Personaggi principali: i Bundren
Anse è un contadino inetto e testardo che, pur di tener fede alla parola data alla moglie, intraprende un viaggio lunghissimo e drammatico portando in giro una bara che già emana un fetore insopportabile, e alla fine avrà il suo tornaconto.
Addie è la donna radicata alla terra e al sangue che sa tutto il dolore della vita, biblicamente legato al parto. Sposa Anse senza amore e gli dà senza opporsi i figli che lui vuole secondo la tradizione contadina, ma vive la vera passione, nel peccato e al di fuori del matrimonio, con Withfield, che le dà un figlio. A lei Faulkner mette in bocca una straordinaria teoria pessimistica del linguaggio che denuncia la vacuità del logocentrismo maschile basato sull’assegnazione dei nomi alle cose che non si conoscono (come l’amore, la maternità, la paura, l’orgoglio, il sangue, la carne, la terra, il peccato e la salvezza), laddove le donne come lei, fedeli alla voce diretta delle cose, non hanno bisogno di nominarle per sapere che cosa siano.

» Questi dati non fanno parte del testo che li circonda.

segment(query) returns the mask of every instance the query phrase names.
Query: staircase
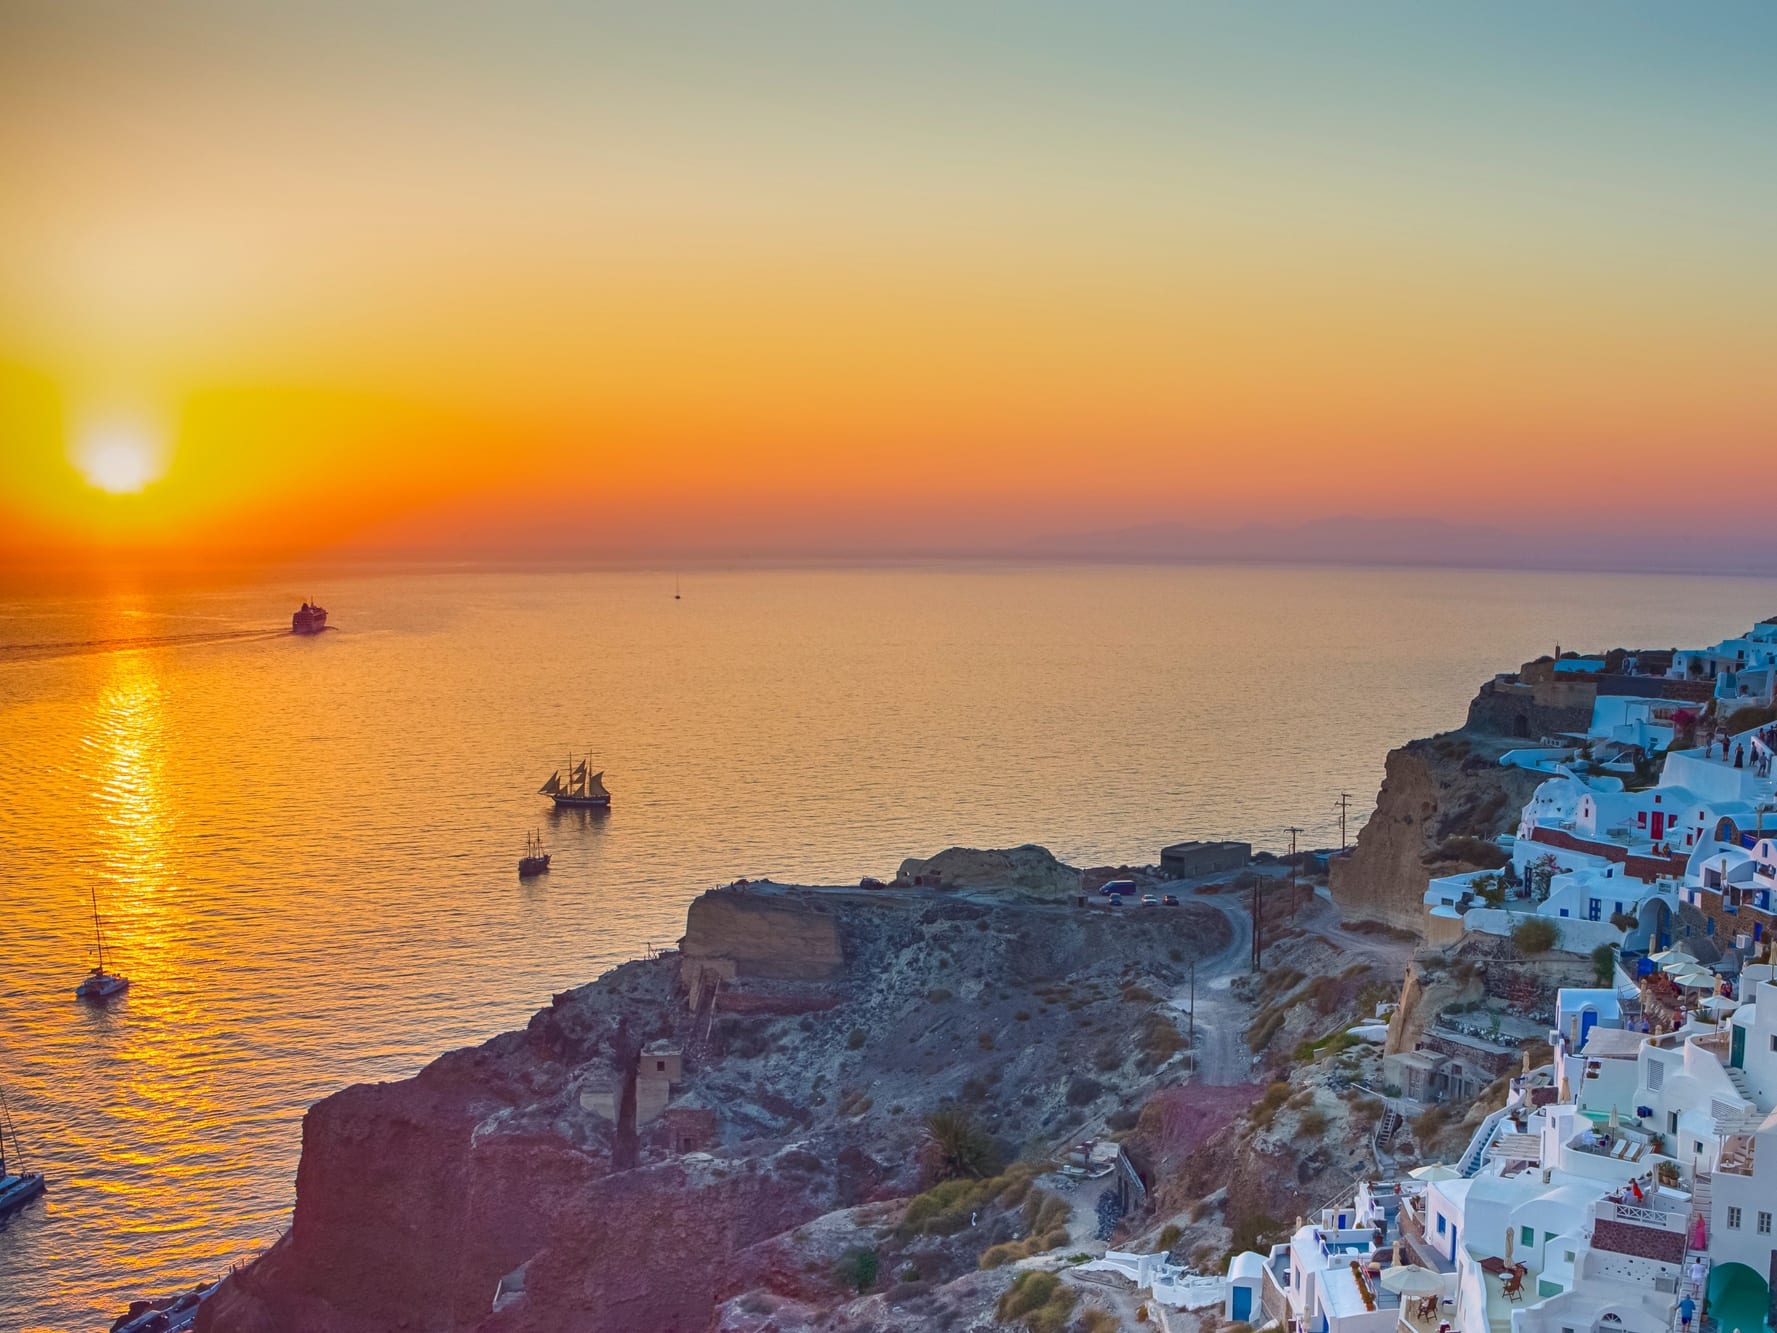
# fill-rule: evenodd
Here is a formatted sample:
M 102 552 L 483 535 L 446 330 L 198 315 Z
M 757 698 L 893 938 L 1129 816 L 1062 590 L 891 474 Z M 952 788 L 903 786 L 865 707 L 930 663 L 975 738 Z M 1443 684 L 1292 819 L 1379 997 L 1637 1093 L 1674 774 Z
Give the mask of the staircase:
M 1487 1164 L 1487 1149 L 1493 1146 L 1493 1140 L 1499 1137 L 1499 1127 L 1506 1121 L 1509 1107 L 1500 1107 L 1479 1125 L 1475 1126 L 1474 1136 L 1469 1139 L 1468 1147 L 1456 1161 L 1456 1169 L 1465 1177 L 1480 1174 L 1481 1168 Z
M 1684 1229 L 1684 1265 L 1678 1272 L 1678 1294 L 1672 1298 L 1672 1333 L 1684 1333 L 1684 1324 L 1679 1319 L 1678 1303 L 1689 1296 L 1696 1306 L 1696 1316 L 1691 1320 L 1691 1333 L 1703 1333 L 1703 1295 L 1709 1290 L 1709 1256 L 1702 1250 L 1691 1248 L 1691 1237 L 1697 1234 L 1697 1219 L 1701 1217 L 1705 1228 L 1709 1225 L 1709 1208 L 1715 1199 L 1715 1176 L 1713 1172 L 1696 1171 L 1691 1174 L 1691 1215 Z M 1693 1279 L 1691 1274 L 1701 1265 L 1701 1274 Z

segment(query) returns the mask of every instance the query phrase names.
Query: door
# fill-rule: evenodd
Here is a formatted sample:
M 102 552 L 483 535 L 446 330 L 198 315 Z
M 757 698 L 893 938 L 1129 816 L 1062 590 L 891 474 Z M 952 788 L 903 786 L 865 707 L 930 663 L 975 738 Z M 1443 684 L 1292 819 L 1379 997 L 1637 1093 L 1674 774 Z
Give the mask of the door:
M 1746 1029 L 1738 1023 L 1732 1025 L 1734 1036 L 1728 1051 L 1728 1063 L 1735 1069 L 1746 1068 Z
M 1253 1312 L 1253 1289 L 1251 1287 L 1234 1288 L 1234 1322 L 1245 1323 Z

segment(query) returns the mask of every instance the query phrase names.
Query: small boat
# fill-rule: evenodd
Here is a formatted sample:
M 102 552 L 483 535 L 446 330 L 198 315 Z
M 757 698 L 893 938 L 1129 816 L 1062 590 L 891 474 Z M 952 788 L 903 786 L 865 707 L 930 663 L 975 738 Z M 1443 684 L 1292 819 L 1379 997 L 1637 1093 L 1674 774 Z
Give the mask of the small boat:
M 220 1282 L 200 1282 L 179 1296 L 158 1301 L 131 1301 L 111 1325 L 111 1333 L 184 1333 L 197 1322 L 205 1301 L 222 1290 Z
M 549 781 L 537 789 L 537 794 L 547 796 L 557 805 L 578 807 L 583 809 L 604 810 L 611 804 L 611 793 L 605 790 L 605 775 L 601 770 L 597 773 L 586 771 L 586 761 L 578 764 L 574 756 L 568 756 L 568 776 L 563 778 L 557 769 L 549 775 Z
M 679 576 L 677 574 L 673 575 L 673 600 L 675 602 L 679 600 Z
M 319 634 L 326 628 L 327 608 L 313 600 L 304 602 L 301 609 L 290 617 L 292 634 Z
M 105 926 L 99 920 L 99 889 L 92 886 L 93 939 L 99 946 L 99 965 L 86 974 L 86 980 L 74 988 L 74 998 L 103 1004 L 130 988 L 130 979 L 105 970 Z
M 549 853 L 543 850 L 543 835 L 532 833 L 524 840 L 524 855 L 518 858 L 518 877 L 529 879 L 549 869 Z
M 6 1157 L 8 1135 L 12 1138 L 10 1162 Z M 25 1170 L 25 1151 L 19 1146 L 19 1132 L 12 1123 L 12 1111 L 6 1105 L 6 1097 L 0 1094 L 0 1217 L 15 1208 L 23 1208 L 41 1193 L 43 1173 Z

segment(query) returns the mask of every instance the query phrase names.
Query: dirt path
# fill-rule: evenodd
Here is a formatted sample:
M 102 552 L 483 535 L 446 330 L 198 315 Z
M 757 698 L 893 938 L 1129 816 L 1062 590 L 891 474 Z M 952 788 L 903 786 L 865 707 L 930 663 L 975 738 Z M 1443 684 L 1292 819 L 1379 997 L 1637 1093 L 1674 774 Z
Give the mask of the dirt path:
M 1189 888 L 1175 891 L 1190 893 Z M 1191 896 L 1221 912 L 1228 919 L 1231 935 L 1227 948 L 1197 965 L 1197 1081 L 1217 1088 L 1249 1083 L 1252 1081 L 1252 1052 L 1246 1045 L 1246 1025 L 1251 1016 L 1230 990 L 1234 978 L 1246 971 L 1252 955 L 1252 922 L 1246 911 L 1246 897 L 1244 894 Z M 1172 994 L 1171 1003 L 1181 1014 L 1190 1012 L 1190 985 L 1179 987 Z
M 1342 920 L 1332 901 L 1316 894 L 1294 924 L 1305 934 L 1319 936 L 1341 953 L 1374 964 L 1389 976 L 1399 979 L 1406 974 L 1407 964 L 1418 947 L 1415 941 L 1396 939 L 1381 932 L 1346 930 Z

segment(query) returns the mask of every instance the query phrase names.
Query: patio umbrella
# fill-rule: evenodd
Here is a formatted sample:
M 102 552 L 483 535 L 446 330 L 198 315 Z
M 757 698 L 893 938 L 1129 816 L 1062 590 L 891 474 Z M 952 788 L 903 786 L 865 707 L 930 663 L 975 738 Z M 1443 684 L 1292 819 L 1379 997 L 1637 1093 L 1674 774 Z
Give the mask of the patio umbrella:
M 1415 1180 L 1462 1179 L 1462 1172 L 1456 1170 L 1454 1167 L 1445 1166 L 1441 1162 L 1434 1163 L 1431 1166 L 1416 1166 L 1411 1171 L 1407 1172 L 1407 1174 L 1412 1176 Z
M 1672 978 L 1686 990 L 1714 990 L 1715 977 L 1708 972 L 1686 972 Z
M 1650 953 L 1649 958 L 1656 963 L 1667 963 L 1674 958 L 1689 958 L 1688 953 L 1680 953 L 1677 949 L 1661 949 L 1658 953 Z
M 1430 1296 L 1444 1289 L 1444 1279 L 1418 1264 L 1397 1264 L 1382 1270 L 1381 1282 L 1402 1296 Z

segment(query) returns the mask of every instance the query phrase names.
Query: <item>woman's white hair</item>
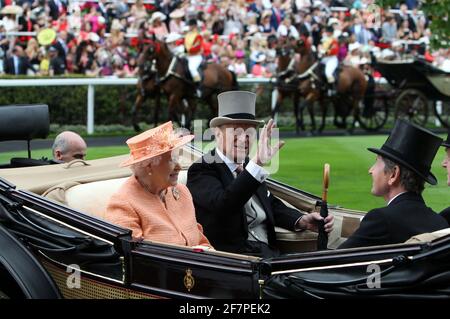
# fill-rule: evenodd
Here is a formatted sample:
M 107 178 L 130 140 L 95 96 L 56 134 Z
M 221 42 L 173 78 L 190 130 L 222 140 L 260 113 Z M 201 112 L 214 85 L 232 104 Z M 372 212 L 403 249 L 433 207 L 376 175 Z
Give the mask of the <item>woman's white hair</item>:
M 133 165 L 130 165 L 130 169 L 133 172 L 134 175 L 141 175 L 142 173 L 147 173 L 145 172 L 145 168 L 147 168 L 148 166 L 155 166 L 158 165 L 161 162 L 162 156 L 158 155 L 155 157 L 152 157 L 148 160 L 144 160 L 138 163 L 135 163 Z M 144 171 L 144 172 L 143 172 Z

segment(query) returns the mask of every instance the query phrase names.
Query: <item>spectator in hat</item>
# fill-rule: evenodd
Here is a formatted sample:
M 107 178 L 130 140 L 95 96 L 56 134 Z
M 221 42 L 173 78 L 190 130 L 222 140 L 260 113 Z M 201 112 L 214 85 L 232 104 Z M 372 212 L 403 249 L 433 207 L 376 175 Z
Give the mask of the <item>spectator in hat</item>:
M 317 222 L 323 218 L 318 213 L 304 214 L 289 208 L 268 191 L 265 180 L 269 173 L 264 166 L 284 142 L 271 146 L 275 124 L 270 120 L 260 132 L 258 152 L 250 156 L 257 127 L 263 124 L 255 119 L 256 95 L 228 91 L 217 99 L 219 114 L 209 124 L 214 130 L 216 148 L 188 171 L 187 187 L 197 220 L 216 249 L 277 256 L 275 226 L 317 231 Z M 333 216 L 329 215 L 325 230 L 329 232 L 332 227 Z
M 139 29 L 141 23 L 147 20 L 148 13 L 143 0 L 136 0 L 135 4 L 131 7 L 130 18 L 133 18 L 131 20 L 133 21 L 132 28 L 134 30 Z
M 359 67 L 361 64 L 361 44 L 353 42 L 348 45 L 349 54 L 345 57 L 344 64 Z
M 165 39 L 165 42 L 172 54 L 178 56 L 184 55 L 184 40 L 181 34 L 169 33 L 169 35 Z
M 169 31 L 167 30 L 167 26 L 163 22 L 165 20 L 166 20 L 166 15 L 159 11 L 153 12 L 152 17 L 150 18 L 149 33 L 155 34 L 155 36 L 158 40 L 163 40 L 169 34 Z
M 51 46 L 48 49 L 48 53 L 50 57 L 49 75 L 54 76 L 66 74 L 66 63 L 59 56 L 58 49 L 56 49 L 54 46 Z
M 80 135 L 75 132 L 64 131 L 58 134 L 53 142 L 53 162 L 68 163 L 75 159 L 84 160 L 86 150 L 86 142 Z
M 267 73 L 265 66 L 263 65 L 266 60 L 266 55 L 262 52 L 256 52 L 252 54 L 250 59 L 255 63 L 252 67 L 252 75 L 255 77 L 267 77 L 270 76 Z
M 183 27 L 185 26 L 185 23 L 183 21 L 184 12 L 181 9 L 176 9 L 169 15 L 170 22 L 169 22 L 169 30 L 170 33 L 183 33 Z
M 383 197 L 386 207 L 369 211 L 359 228 L 339 248 L 403 243 L 412 236 L 448 227 L 444 218 L 427 207 L 425 182 L 437 183 L 431 164 L 442 139 L 433 133 L 397 120 L 369 169 L 372 194 Z
M 447 139 L 442 143 L 442 146 L 445 148 L 445 157 L 442 161 L 442 167 L 447 171 L 447 186 L 450 186 L 450 130 L 448 131 Z M 450 224 L 450 207 L 444 209 L 441 212 L 441 216 Z
M 230 71 L 233 71 L 237 77 L 247 76 L 247 65 L 245 64 L 245 52 L 243 50 L 236 50 L 235 60 L 229 67 Z
M 177 135 L 167 122 L 128 139 L 130 157 L 121 166 L 133 175 L 112 195 L 107 219 L 131 229 L 137 240 L 212 248 L 188 188 L 178 183 L 179 149 L 193 138 Z
M 277 35 L 279 37 L 285 37 L 285 38 L 294 38 L 298 39 L 300 37 L 297 29 L 292 25 L 291 19 L 286 16 L 284 17 L 283 21 L 281 22 L 280 26 L 277 29 Z
M 266 35 L 273 34 L 276 32 L 276 29 L 270 23 L 271 17 L 272 17 L 272 11 L 270 11 L 270 10 L 264 11 L 261 16 L 262 32 L 265 33 Z

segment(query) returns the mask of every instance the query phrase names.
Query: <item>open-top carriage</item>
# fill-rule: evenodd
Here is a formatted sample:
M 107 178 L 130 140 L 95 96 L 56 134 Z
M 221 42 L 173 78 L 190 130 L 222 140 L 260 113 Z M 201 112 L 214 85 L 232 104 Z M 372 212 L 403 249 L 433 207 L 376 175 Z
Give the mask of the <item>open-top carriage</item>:
M 395 89 L 387 94 L 394 99 L 395 118 L 426 126 L 431 101 L 441 125 L 450 127 L 450 73 L 418 58 L 390 61 L 373 56 L 372 65 Z
M 201 155 L 182 149 L 179 183 Z M 266 259 L 134 239 L 105 220 L 131 175 L 118 167 L 124 158 L 0 169 L 0 298 L 450 298 L 450 229 L 433 240 L 336 250 L 364 212 L 334 205 L 325 251 L 315 251 L 316 233 L 284 229 L 285 254 Z M 301 211 L 321 207 L 313 194 L 267 184 Z

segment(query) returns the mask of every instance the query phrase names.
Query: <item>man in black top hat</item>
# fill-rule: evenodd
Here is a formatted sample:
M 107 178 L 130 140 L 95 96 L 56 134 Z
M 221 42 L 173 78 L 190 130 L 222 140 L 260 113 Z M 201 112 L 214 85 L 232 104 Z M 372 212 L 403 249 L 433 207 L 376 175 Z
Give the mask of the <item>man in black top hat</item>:
M 447 185 L 450 186 L 450 130 L 448 131 L 447 139 L 442 143 L 445 147 L 445 158 L 442 161 L 442 167 L 447 170 Z M 441 216 L 450 224 L 450 207 L 447 207 L 441 212 Z
M 397 120 L 391 135 L 370 168 L 372 194 L 382 196 L 386 207 L 366 214 L 359 228 L 339 248 L 403 243 L 414 235 L 448 227 L 444 218 L 425 205 L 425 181 L 435 185 L 431 163 L 442 142 L 433 133 Z
M 214 248 L 260 257 L 277 256 L 275 226 L 292 231 L 317 231 L 318 213 L 303 214 L 274 197 L 265 183 L 263 168 L 283 142 L 271 146 L 273 120 L 261 130 L 258 151 L 249 160 L 256 138 L 256 94 L 228 91 L 218 95 L 219 116 L 210 122 L 216 148 L 192 164 L 187 187 L 197 220 Z M 333 216 L 325 219 L 330 232 Z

Cash il falegname, forse il personaggio più poetico del romanzo, è anche il più straziante e il più straziato. Da un lato ha il compito, assegnatogli dalla stessa madre, di costruirle la bara sotto gli occhi mentre giace a letto morente, e dall'altro farà quasi tutto il viaggio tra dolori indicibili, perché si spezza una gamba nel tentativo di salvare il carro, i muli e la bara dalla piena del fiume. Ma è sua l’ultima parola del libro, ed è una parola che si apre alla bellezza consolatrice della musica, in quella che forse è l'unica nota di speranza nella terra desolata di Yoknapatawpha.
Darl, reduce disadattato della Grande Guerra, è il diverso, il figlio chiuso in una follia lucida che funge da occhio privilegiato, lirico e deformante, sugli avvenimenti (come si è detto, ben 19 dei 59 monologhi che costituiscono il romanzo sono suoi). La maggiore ampiezza, anche culturale, del suo sguardo irriducibilmente alieno rispetto al mondo chiuso di Yoknapatawpha (è stato in Francia durante la guerra), è segnalata linguisticamente dall'uso di espressioni comparative raffinate come "insetto cubistico" e "fregio greco" (cfr. "Darl"). Tenterà persino, quasi al termine del viaggio, di dar fuoco alla bara per liberare la famiglia dal pestilenziale fardello, e per questo sarà internato in manicomio. In un passo importante, che metanarrativamente allude anche alla costruzione per sguardi del romanzo, così è descritto da Tull (31): “Lui mi guarda. Non dice nulla; mi guarda e basta, con quei suoi occhi strambi che fanno parlare la gente. Dico sempre, non è tanto quello che ha mai fatto oppure detto o qualsiasi cosa quanto come ti guarda. È come se ti fosse entrato dentro, in qualche maniera. È come se in un modo o in un altro tu ti stia guardando e guardando quello che fai con gli occhi di lui”.
Jewel è il frutto dell'adulterio di Addie, legato alla madre da un rapporto di amore e odio e tenacemente ostile a Darl, che sa il suo segreto. Accompagna sdegnosamente il corteo funebre in sella al suo inseparabile cavallo selvaggio, che Darl identifica con sua madre (in un complesso gioco di specchi simbolico, per cui Darl non ha madre, perché indesiderato e mai amato, Vardaman è figlio di un pesce, perché nato per pura meccanica fertilità, e Jewel è figlio di un cavallo, perché nato da una passione focosa: cfr. “Darl”); ma alla fine lo darà via in cambio di una nuova pariglia, per sostituire i muli del padre affogati nel corso del drammatico attraversamento del fiume in piena.
Dewey Dell è la figlia precocemente cresciuta e vitale che prende il posto della madre e cerca di nascondere la sua gravidanza scaturita da una breve relazione con il giovane Lafe (e dato che Darl è l’unico a conoscere anche il suo segreto, sarà lei ad aiutare Jewel a far rinchiudere il fratello in manicomio).
Vardaman è il bambino innocente che assiste all’orrore (lo squartamento del suo pesce, la decomposizione della madre, gli avvoltoi che li seguono sempre più incombenti, il rogo del fienile appiccato da Darl, la prostituzione della sorella) sognando per Natale un trenino rosso visto una volta dietro una vetrina.